Christine is adrift, trying to pay the rent, when barmaid and best friend Nan suggests a gig working in the box office of the Variety, a porn cinema. Initially unphased by the job, curiosity soon gets the better of her and Christine is drawn into the world of her patrons, and grows increasing fascinated by a shadowy customer, with a fervour that spills into obsession.
Before there was Girls, or Frances Ha, there has been a long line of art, film and literature dealing with young women, lost in the city and seeking something, a job, a relationship, a sense of what the hell they’re doing with their lives. Hailed as 'a feminist Vertigo' on its release by LA Weekly, Bette Gordon's feature film debut may pass the Bechdel Test, but is much more ambiguous than polemical, and the strange flip of voyeurism from a male to female perspective gives this character study some fascinatingly blurred edges.
As part of a downtown Manhattan scene/moment that featured Jim Jarmusch, Susan Seidelman, Amos Poe and others, as documented in last year’s Blank City, Variety features an impressive post-punk pedigree.

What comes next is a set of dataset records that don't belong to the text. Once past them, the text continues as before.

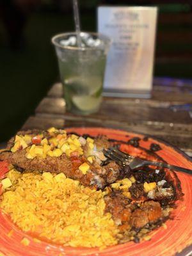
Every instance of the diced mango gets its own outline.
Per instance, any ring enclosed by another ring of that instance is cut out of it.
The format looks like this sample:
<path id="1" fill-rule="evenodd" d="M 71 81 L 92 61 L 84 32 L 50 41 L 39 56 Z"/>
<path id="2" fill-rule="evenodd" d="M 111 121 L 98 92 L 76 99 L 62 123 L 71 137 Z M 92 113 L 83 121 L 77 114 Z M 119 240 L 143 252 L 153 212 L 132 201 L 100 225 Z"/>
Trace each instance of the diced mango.
<path id="1" fill-rule="evenodd" d="M 44 148 L 42 146 L 35 146 L 34 152 L 36 155 L 42 155 L 44 153 Z"/>
<path id="2" fill-rule="evenodd" d="M 63 138 L 63 135 L 60 134 L 57 135 L 56 138 L 58 140 L 61 140 Z"/>
<path id="3" fill-rule="evenodd" d="M 70 146 L 67 142 L 65 142 L 61 147 L 61 150 L 63 153 L 65 153 L 67 149 L 70 149 Z"/>
<path id="4" fill-rule="evenodd" d="M 89 146 L 89 148 L 90 148 L 90 149 L 93 149 L 93 147 L 94 147 L 94 144 L 92 143 L 91 143 L 91 142 L 89 142 L 89 143 L 88 143 L 88 146 Z"/>
<path id="5" fill-rule="evenodd" d="M 116 183 L 113 183 L 111 184 L 111 186 L 113 188 L 115 188 L 115 189 L 118 189 L 120 187 L 120 183 L 118 182 L 116 182 Z"/>
<path id="6" fill-rule="evenodd" d="M 156 188 L 156 182 L 147 183 L 145 182 L 143 184 L 144 191 L 145 193 L 148 193 L 148 191 L 150 191 Z"/>
<path id="7" fill-rule="evenodd" d="M 72 139 L 71 138 L 71 137 L 68 137 L 67 138 L 67 142 L 68 142 L 70 144 L 70 143 L 73 143 L 74 141 L 72 140 Z"/>
<path id="8" fill-rule="evenodd" d="M 32 156 L 30 153 L 26 153 L 26 157 L 28 159 L 33 159 L 33 158 L 35 157 L 34 156 Z"/>
<path id="9" fill-rule="evenodd" d="M 51 146 L 45 143 L 44 145 L 44 153 L 46 154 L 49 150 L 51 150 Z"/>
<path id="10" fill-rule="evenodd" d="M 52 133 L 52 132 L 55 132 L 56 131 L 58 131 L 58 130 L 57 130 L 54 127 L 51 127 L 51 128 L 48 129 L 47 132 L 49 133 Z"/>
<path id="11" fill-rule="evenodd" d="M 52 175 L 49 172 L 44 172 L 42 177 L 47 180 L 51 180 L 53 178 Z"/>
<path id="12" fill-rule="evenodd" d="M 74 139 L 74 144 L 78 148 L 80 147 L 81 146 L 81 144 L 80 143 L 80 142 L 79 141 L 79 140 L 77 139 L 76 138 L 75 138 Z"/>
<path id="13" fill-rule="evenodd" d="M 20 137 L 18 135 L 16 135 L 15 138 L 15 142 L 20 141 Z"/>
<path id="14" fill-rule="evenodd" d="M 83 155 L 83 148 L 78 148 L 78 152 L 79 152 L 79 155 Z"/>
<path id="15" fill-rule="evenodd" d="M 12 148 L 11 151 L 14 153 L 16 151 L 19 150 L 19 149 L 20 147 L 20 141 L 17 141 L 15 142 L 14 146 Z"/>
<path id="16" fill-rule="evenodd" d="M 124 195 L 125 196 L 126 196 L 126 197 L 127 197 L 128 198 L 129 198 L 129 199 L 131 198 L 131 193 L 130 193 L 130 192 L 124 191 L 124 192 L 123 192 L 123 195 Z"/>
<path id="17" fill-rule="evenodd" d="M 58 148 L 61 148 L 61 147 L 63 146 L 63 145 L 65 143 L 67 143 L 65 139 L 63 138 L 63 139 L 60 140 L 59 141 L 59 142 L 58 142 Z"/>
<path id="18" fill-rule="evenodd" d="M 94 140 L 92 139 L 90 137 L 88 137 L 86 138 L 86 141 L 87 141 L 88 143 L 92 143 L 92 144 L 93 144 L 93 143 L 94 143 Z"/>
<path id="19" fill-rule="evenodd" d="M 128 178 L 125 178 L 125 179 L 124 179 L 123 180 L 122 180 L 122 184 L 123 185 L 127 186 L 128 188 L 131 187 L 131 185 L 132 185 L 131 181 Z"/>
<path id="20" fill-rule="evenodd" d="M 130 188 L 130 186 L 128 184 L 122 185 L 119 187 L 120 189 L 122 189 L 124 191 L 127 191 L 127 190 L 129 189 L 129 188 Z"/>
<path id="21" fill-rule="evenodd" d="M 77 139 L 78 138 L 78 136 L 76 134 L 72 134 L 70 137 L 72 140 Z"/>
<path id="22" fill-rule="evenodd" d="M 67 149 L 65 151 L 66 156 L 68 156 L 68 157 L 70 157 L 70 153 L 72 152 L 71 149 Z"/>
<path id="23" fill-rule="evenodd" d="M 93 163 L 94 159 L 95 159 L 95 157 L 94 157 L 93 156 L 89 156 L 89 157 L 87 158 L 88 161 L 91 164 Z"/>
<path id="24" fill-rule="evenodd" d="M 86 163 L 84 163 L 79 167 L 79 170 L 83 172 L 83 174 L 86 174 L 90 170 L 90 166 Z"/>
<path id="25" fill-rule="evenodd" d="M 18 180 L 21 176 L 21 173 L 20 172 L 17 171 L 16 169 L 12 169 L 6 173 L 6 177 L 10 179 L 11 182 L 14 182 L 15 180 Z"/>
<path id="26" fill-rule="evenodd" d="M 56 148 L 54 150 L 52 150 L 52 154 L 53 156 L 58 157 L 62 155 L 63 152 L 60 148 Z"/>
<path id="27" fill-rule="evenodd" d="M 29 144 L 31 142 L 32 138 L 30 135 L 26 134 L 23 138 L 27 144 Z"/>
<path id="28" fill-rule="evenodd" d="M 53 145 L 54 147 L 56 147 L 58 144 L 58 141 L 56 138 L 51 138 L 51 139 L 49 140 L 49 143 Z"/>
<path id="29" fill-rule="evenodd" d="M 9 178 L 5 178 L 1 180 L 3 188 L 6 189 L 12 186 L 12 183 Z"/>
<path id="30" fill-rule="evenodd" d="M 47 154 L 48 156 L 51 156 L 51 157 L 52 157 L 54 156 L 52 150 L 49 150 L 49 151 L 47 152 Z"/>
<path id="31" fill-rule="evenodd" d="M 63 172 L 56 175 L 54 179 L 56 180 L 57 182 L 60 182 L 66 179 L 66 176 Z"/>
<path id="32" fill-rule="evenodd" d="M 48 140 L 47 140 L 47 139 L 46 138 L 44 138 L 44 139 L 43 139 L 42 141 L 41 141 L 41 144 L 42 145 L 48 145 L 48 143 L 49 143 L 49 142 L 48 142 Z"/>
<path id="33" fill-rule="evenodd" d="M 22 148 L 26 148 L 28 146 L 24 140 L 21 136 L 18 135 L 16 135 L 15 136 L 15 142 L 19 142 L 20 146 L 22 146 Z"/>
<path id="34" fill-rule="evenodd" d="M 129 179 L 132 183 L 134 183 L 136 182 L 136 179 L 134 179 L 134 176 L 131 176 Z"/>
<path id="35" fill-rule="evenodd" d="M 70 148 L 72 151 L 75 151 L 77 149 L 77 147 L 74 144 L 70 144 Z"/>
<path id="36" fill-rule="evenodd" d="M 30 147 L 29 152 L 30 155 L 32 156 L 32 157 L 36 157 L 36 154 L 35 153 L 35 145 L 33 144 L 32 146 Z"/>
<path id="37" fill-rule="evenodd" d="M 109 187 L 106 187 L 104 191 L 102 192 L 102 194 L 106 195 L 108 195 L 110 192 L 111 192 L 111 189 Z"/>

The film features the soon-to-be-famous photographer Nan Goldin as Christine's smart cookie barmaid pal, a sleazy voice cameo from Spalding Gray, an early turn by Luis Guzman as the porn cinema’s caretaker, and even a cameo from John Waters' muse and underground heroine Cookie Mueller. John Lurie provides a suitably scuzzy jazz score and shooting duties fall to cinematographers John Foster (Wild Style, Keane) and Tom DiCillo (Stranger Than Paradise, Underground U.S.A) with the latter going on to direct Johnny Suede and Living in Oblivion.

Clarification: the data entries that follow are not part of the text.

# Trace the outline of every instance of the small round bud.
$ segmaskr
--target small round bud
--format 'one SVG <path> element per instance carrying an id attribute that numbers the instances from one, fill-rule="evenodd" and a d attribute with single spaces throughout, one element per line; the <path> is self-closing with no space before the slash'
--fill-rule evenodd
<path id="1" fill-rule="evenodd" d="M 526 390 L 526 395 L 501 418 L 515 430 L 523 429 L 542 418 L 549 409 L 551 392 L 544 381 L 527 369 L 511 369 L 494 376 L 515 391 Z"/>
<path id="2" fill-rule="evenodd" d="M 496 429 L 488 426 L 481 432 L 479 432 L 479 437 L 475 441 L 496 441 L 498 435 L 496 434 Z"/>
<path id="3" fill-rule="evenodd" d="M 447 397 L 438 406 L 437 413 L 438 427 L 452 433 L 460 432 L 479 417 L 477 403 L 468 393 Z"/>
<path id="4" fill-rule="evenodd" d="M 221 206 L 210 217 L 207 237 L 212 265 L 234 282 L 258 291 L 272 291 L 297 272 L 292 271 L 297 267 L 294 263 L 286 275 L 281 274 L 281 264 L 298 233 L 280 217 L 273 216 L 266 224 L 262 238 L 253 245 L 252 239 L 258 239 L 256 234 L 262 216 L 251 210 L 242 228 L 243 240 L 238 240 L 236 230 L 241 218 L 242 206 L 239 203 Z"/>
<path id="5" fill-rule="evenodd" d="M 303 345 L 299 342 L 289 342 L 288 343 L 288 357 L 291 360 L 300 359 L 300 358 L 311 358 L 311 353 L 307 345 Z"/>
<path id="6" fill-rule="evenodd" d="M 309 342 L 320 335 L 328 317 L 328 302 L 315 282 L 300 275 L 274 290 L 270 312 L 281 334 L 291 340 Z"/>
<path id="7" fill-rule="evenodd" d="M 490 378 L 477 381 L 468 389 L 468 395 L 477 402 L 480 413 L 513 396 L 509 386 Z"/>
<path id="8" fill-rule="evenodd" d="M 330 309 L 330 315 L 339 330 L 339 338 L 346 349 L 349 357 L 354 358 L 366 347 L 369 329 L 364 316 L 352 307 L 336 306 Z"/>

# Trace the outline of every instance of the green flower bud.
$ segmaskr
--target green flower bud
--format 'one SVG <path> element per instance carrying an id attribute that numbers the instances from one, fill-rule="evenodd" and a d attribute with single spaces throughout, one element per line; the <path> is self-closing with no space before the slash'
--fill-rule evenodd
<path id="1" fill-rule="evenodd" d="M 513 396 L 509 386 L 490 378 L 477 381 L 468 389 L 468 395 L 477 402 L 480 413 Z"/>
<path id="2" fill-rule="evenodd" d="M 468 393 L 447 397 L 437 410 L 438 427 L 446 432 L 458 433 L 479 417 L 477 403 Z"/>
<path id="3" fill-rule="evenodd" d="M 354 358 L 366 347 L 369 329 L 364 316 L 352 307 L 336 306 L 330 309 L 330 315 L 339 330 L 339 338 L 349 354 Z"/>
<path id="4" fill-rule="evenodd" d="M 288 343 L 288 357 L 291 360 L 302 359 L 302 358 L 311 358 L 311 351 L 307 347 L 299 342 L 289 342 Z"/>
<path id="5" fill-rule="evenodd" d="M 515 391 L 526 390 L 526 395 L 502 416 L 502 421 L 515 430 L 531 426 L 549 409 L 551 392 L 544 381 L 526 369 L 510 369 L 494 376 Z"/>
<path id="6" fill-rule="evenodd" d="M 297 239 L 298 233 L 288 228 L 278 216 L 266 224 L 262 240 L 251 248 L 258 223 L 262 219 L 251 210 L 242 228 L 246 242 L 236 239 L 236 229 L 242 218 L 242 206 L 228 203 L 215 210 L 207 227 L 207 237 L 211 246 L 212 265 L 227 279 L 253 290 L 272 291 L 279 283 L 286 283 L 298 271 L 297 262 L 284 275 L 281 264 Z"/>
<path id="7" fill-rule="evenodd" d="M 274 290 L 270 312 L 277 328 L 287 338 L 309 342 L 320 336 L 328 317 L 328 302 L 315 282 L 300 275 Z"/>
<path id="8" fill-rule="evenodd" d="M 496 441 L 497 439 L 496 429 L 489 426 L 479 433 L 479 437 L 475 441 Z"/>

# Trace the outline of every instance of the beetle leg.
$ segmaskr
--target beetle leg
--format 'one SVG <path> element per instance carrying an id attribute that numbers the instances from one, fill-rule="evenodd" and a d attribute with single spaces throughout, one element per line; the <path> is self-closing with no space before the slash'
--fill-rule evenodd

Little screened in the UK, this is a welcome opportunity to discover a classic of feminist underground transgressive New York cinema. Tonight, Variety is presented on 35mm by She Shark Industries, a new independent enterprise from film programmer Kate Taylor.
This screening is part of Scalarama, a UK-wide celebration of cinema taking place throughout September 2013.
Variety, dir Bette Gordon, USA 1983, 97 mins, cert 18
All films are 18+ unless otherwise stated.